You’d never been one for hemming and hawing, not when the truth sat that close to the surface. And tonight, with the house still holding its breath and the floorboards still damp with the print of his boots, the truth felt loud enough to touch.
“What are you?”
The question wasn’t cruel. It wasn’t spit from the tongue or dragged through suspicion.
It was plain.
Quiet.
Like you already knew the answer, but the word had slipped just out of reach.
Remmick didn’t flinch.
Didn’t blink.
Didn’t pretend he hadn’t heard you.
He just looked at you, really looked, and for a long, long second, you saw every year behind his eyes trying to decide whether or not to run.
But he didn’t.
He sighed.
And when he did, it wasn’t the sharp exhale of a man trying to find his way out of a lie. It was deep, tired, and slow. The kind of breath you take when a door that’s been closed for too long finally swings open.
“I don’t know what you’d call it now,” he said. “Folks’ve had a lotta names. Over the years.”
You said nothing.
Just tilted your head slightly. Waiting.
He wet his lips. Slowly. Out of habit, not hunger. Like he had to remember how to speak the word, how to say it in front of someone who mattered.

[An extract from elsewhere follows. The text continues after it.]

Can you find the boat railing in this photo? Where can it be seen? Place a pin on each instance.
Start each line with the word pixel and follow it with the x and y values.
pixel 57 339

“Vampire,” he said at last. “If that’s still the word folk use. Feels funny in the mouth, but that’s the one most settle on.”
There it was.
Hung there in the space between you. All sharp and simple. No lightning strike, no howl of wind through the windowpanes. Just the word.
And the man still standing where he’d always been.
Your shoulders didn’t twitch. Your hands didn’t clutch the table. You didn’t take a single step back.
You just looked at him.
“That what you are?” you asked, eyes narrowing slightly. “Not just pretendin’? Not just wearin’ someone else’s coat?”
“No, ma’am,” he said, his voice soft. “Ain’t pretendin’. I’ve been this for a long while.”
“How long?”
He swallowed.
The quiet ticked again. The walls felt a little closer.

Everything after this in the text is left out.